The CHAMP Wellness budget is currently $330,100 and is built into the City’s Healthcare

Plan Attachment F.

 

·         WellCare Clinic (includes biometrics, flu shots and all clinic services)-$185,360

·         Onsite programming, policy and environment initiatives -$144,740

 

Those who have participated all four years (cohort group) in the biometric and Personal Health Assessment at the WellCare Clinic have experience the following with regard to their clinical risk factors which include blood pressure, glucose level, high body weight, elevated triglycerides, elevated LDL cholesterol and low HDL cholesterol:

 

·         Drop of 2% in number of participants with high levels of Hemoglobin (HbA1c).

·         A 14% decrease in number of participants with high blood pressure.

·         7% fewer participants with 2 or more clinical risk factors.

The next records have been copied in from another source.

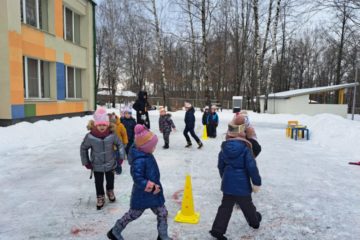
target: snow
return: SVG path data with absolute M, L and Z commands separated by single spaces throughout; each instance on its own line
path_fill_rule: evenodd
M 108 90 L 102 90 L 98 92 L 98 95 L 104 95 L 104 96 L 108 96 L 110 95 L 110 91 Z M 132 91 L 123 91 L 123 90 L 116 90 L 115 96 L 120 96 L 120 97 L 136 97 L 136 93 L 132 92 Z
M 354 87 L 357 85 L 359 85 L 359 83 L 346 83 L 346 84 L 326 86 L 326 87 L 302 88 L 302 89 L 295 89 L 295 90 L 278 92 L 278 93 L 270 93 L 269 97 L 271 97 L 271 98 L 289 98 L 289 97 L 294 97 L 294 96 L 299 96 L 299 95 L 307 95 L 307 94 L 312 94 L 312 93 L 334 91 L 334 90 L 338 90 L 338 89 L 342 89 L 342 88 Z M 262 95 L 261 97 L 264 98 L 265 95 Z
M 161 148 L 160 137 L 155 152 L 169 210 L 169 233 L 177 240 L 211 239 L 208 231 L 222 197 L 217 154 L 232 113 L 219 113 L 219 136 L 204 141 L 201 150 L 184 148 L 184 111 L 172 115 L 177 131 L 170 136 L 170 149 Z M 150 117 L 159 135 L 158 112 L 151 111 Z M 250 112 L 249 117 L 263 148 L 257 158 L 263 186 L 253 195 L 263 221 L 259 230 L 253 230 L 235 209 L 229 239 L 359 239 L 360 168 L 348 162 L 360 161 L 360 122 L 330 114 Z M 196 132 L 201 134 L 200 112 L 196 118 Z M 106 232 L 128 210 L 132 179 L 127 163 L 115 179 L 117 201 L 96 210 L 94 180 L 89 180 L 90 172 L 79 158 L 90 119 L 0 127 L 0 239 L 106 239 Z M 307 125 L 310 141 L 286 138 L 288 120 Z M 183 188 L 188 172 L 195 208 L 201 214 L 197 225 L 173 221 L 180 209 L 173 195 Z M 123 235 L 125 239 L 156 239 L 156 217 L 146 211 Z

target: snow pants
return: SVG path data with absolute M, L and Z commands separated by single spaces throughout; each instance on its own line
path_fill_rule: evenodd
M 163 132 L 165 146 L 169 146 L 170 143 L 170 132 Z
M 120 219 L 118 219 L 115 223 L 115 226 L 112 229 L 112 233 L 115 237 L 120 238 L 121 232 L 125 229 L 126 225 L 131 223 L 132 221 L 138 219 L 146 209 L 129 209 L 127 213 Z M 151 208 L 151 211 L 157 216 L 157 229 L 160 237 L 168 236 L 167 229 L 167 217 L 168 211 L 165 205 L 161 207 Z
M 96 196 L 104 196 L 104 175 L 106 178 L 106 190 L 114 189 L 114 172 L 94 172 Z
M 207 135 L 210 138 L 216 138 L 216 128 L 217 126 L 214 124 L 207 124 L 206 125 L 206 130 L 207 130 Z
M 251 195 L 234 196 L 224 194 L 212 226 L 212 231 L 222 235 L 226 233 L 235 203 L 240 206 L 241 211 L 243 212 L 250 227 L 259 228 L 260 219 L 258 219 L 256 207 L 252 202 Z

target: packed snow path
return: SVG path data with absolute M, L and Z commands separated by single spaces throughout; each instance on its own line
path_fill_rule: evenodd
M 201 135 L 201 113 L 196 116 L 196 132 Z M 183 117 L 183 111 L 173 114 L 177 131 L 170 136 L 170 149 L 163 150 L 158 113 L 151 113 L 152 129 L 160 140 L 155 157 L 169 210 L 169 233 L 176 240 L 212 239 L 208 231 L 222 197 L 217 155 L 232 114 L 219 113 L 219 136 L 205 141 L 201 150 L 195 145 L 184 148 Z M 326 117 L 332 123 L 348 121 Z M 359 146 L 360 123 L 351 123 L 350 129 L 345 126 L 347 134 L 341 132 L 341 123 L 331 125 L 339 135 L 329 134 L 328 140 L 319 137 L 324 124 L 313 124 L 313 139 L 295 142 L 285 137 L 284 127 L 291 118 L 296 116 L 250 115 L 263 148 L 257 159 L 263 186 L 253 195 L 263 221 L 259 230 L 253 230 L 235 209 L 226 236 L 233 240 L 359 239 L 360 167 L 347 162 L 360 161 L 360 155 L 349 151 L 359 152 L 351 146 Z M 317 120 L 300 118 L 309 125 Z M 0 128 L 0 239 L 106 239 L 106 232 L 128 210 L 132 179 L 127 163 L 123 174 L 115 178 L 117 201 L 96 210 L 94 180 L 89 180 L 90 172 L 79 158 L 89 119 Z M 352 135 L 357 136 L 357 143 L 346 137 Z M 173 221 L 181 201 L 181 194 L 177 200 L 174 193 L 183 188 L 187 172 L 192 175 L 195 208 L 201 214 L 197 225 Z M 155 215 L 146 211 L 128 225 L 123 236 L 156 239 Z

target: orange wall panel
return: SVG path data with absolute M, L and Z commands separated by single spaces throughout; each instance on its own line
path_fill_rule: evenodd
M 60 103 L 37 103 L 36 116 L 46 116 L 53 114 L 66 114 L 84 111 L 82 102 L 60 102 Z
M 62 0 L 55 0 L 55 35 L 57 37 L 64 37 L 64 24 L 63 24 L 63 2 Z
M 8 33 L 9 47 L 21 48 L 22 37 L 20 34 L 14 31 Z
M 56 51 L 51 48 L 45 48 L 44 59 L 50 62 L 56 62 Z
M 71 54 L 70 53 L 64 53 L 64 64 L 71 65 Z
M 57 103 L 37 103 L 36 116 L 46 116 L 57 114 Z
M 45 48 L 37 44 L 23 42 L 23 54 L 25 56 L 43 59 L 45 58 Z
M 21 35 L 23 41 L 34 43 L 40 46 L 45 46 L 45 33 L 32 29 L 31 27 L 22 25 Z

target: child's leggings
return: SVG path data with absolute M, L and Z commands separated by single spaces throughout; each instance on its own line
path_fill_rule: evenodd
M 115 236 L 121 235 L 121 232 L 124 230 L 126 225 L 132 221 L 138 219 L 146 209 L 129 209 L 127 213 L 124 214 L 122 218 L 116 221 L 115 226 L 113 227 L 113 234 Z M 151 211 L 157 216 L 157 229 L 159 235 L 167 235 L 167 216 L 168 211 L 165 205 L 161 207 L 151 208 Z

·         Increase of 8% in the number of participants with zero clinical risk factors.  

 

Other Post-Employment Benefits (OPEB) Obligations under GASB 45

In 2004 the Governmental Accounting Standards Board (GASB) released Statement 45 (GASB 45) which issued a new set of accounting rules concerning health and other non-pension benefits for retired public employees.  These benefits, also referred to as “other post-employment benefits” (OPEB), include non-pension benefits such as life insurance, dental coverage and long-term care, as well as retiree health benefits.  GASB 45 encourages public sector employers to set aside funds for OPEB benefits, instead of a “pay as you go” funding method.  Employers are encouraged to fully fund OPEB benefits in order to show a more favorable financial statement.

 

The intent of GASB 45 was to bring governmental accounting standards more in line with public sector pension accounting standards.  GASB 45 requires that an actuarial valuation be conducted every two years to determine the OPEB liability and expense.  The Annual Required Contribution (“ARC”) component of the expense does not change during the interim years.  Fiscal year 2015 was a full valuation year Attachment G Fiscal Year 2016 will be an interim year.   

 

The City’s net OPEB obligation as of December 31, 2015 was $5,881,000.   The 2015 Annual Required Contribution was $1,524,000.  If the Net OPEB Obligation had been fully funded as December 31, 2014, a contribution equal to the 2015 ARC would fully fund the liability as of December 31, 2015. The city allocated $1,000,000 in 2014, $1,040,000 in 2015 and 2016 to the retiree fund. It is recommended that the City allocate $1,165,000 to the retiree fund for the 2017 plan year. Contributions from retirees in the form of monthly premiums in 2015 were $438,738.

 

Beginning with the 2013 budget, Hays divided out the retiree revenues and expenses from the active employees, also shown in Attachment E. This will allow the City to better track the liabilities under OPEB and assist us in determining where the fund balance for OPEB should be set.

 

As shown in Attachment E, the retiree fund balance at the beginning of 2016 (based on projected 2015 revenues and expenses) will be approximately $1,421,000. Projected retiree expenses for 2017 are $1,382,000 and projected revenues (from both retiree premiums and city funding) are $1,638,000. This will allow the city to add to the retiree fund balance helping to meet the OPEB obligations.

 

Transfers to Healthcare Plan

Each year staff calculates the breakdown of city funding to the healthcare plan for each department to assist them in developing their budgets.  Beginning in 2013 staff began allocating and tracking retiree healthcare expenses separately from active employees.  With this change the projected actual retiree expense for healthcare has been allocated to each fund based on where the retiree worked while employed. See Attachment H – Transfers to Fund Health Plan 2017.

 

Current funding plus an additional 12% translates into $9,358 per authorized position, and $23,771 per retiree. These per person amounts reflect total projected plan expenses.

 

Requested Action:

Approve 12% increase in healthcare plan budget for total city funding of $9,138,000 as outlined in Attachment G – Transfers to Fund Health Plan 2017.



*Based on actual dollar amounts recorded in Innoprise, the City’s financial system.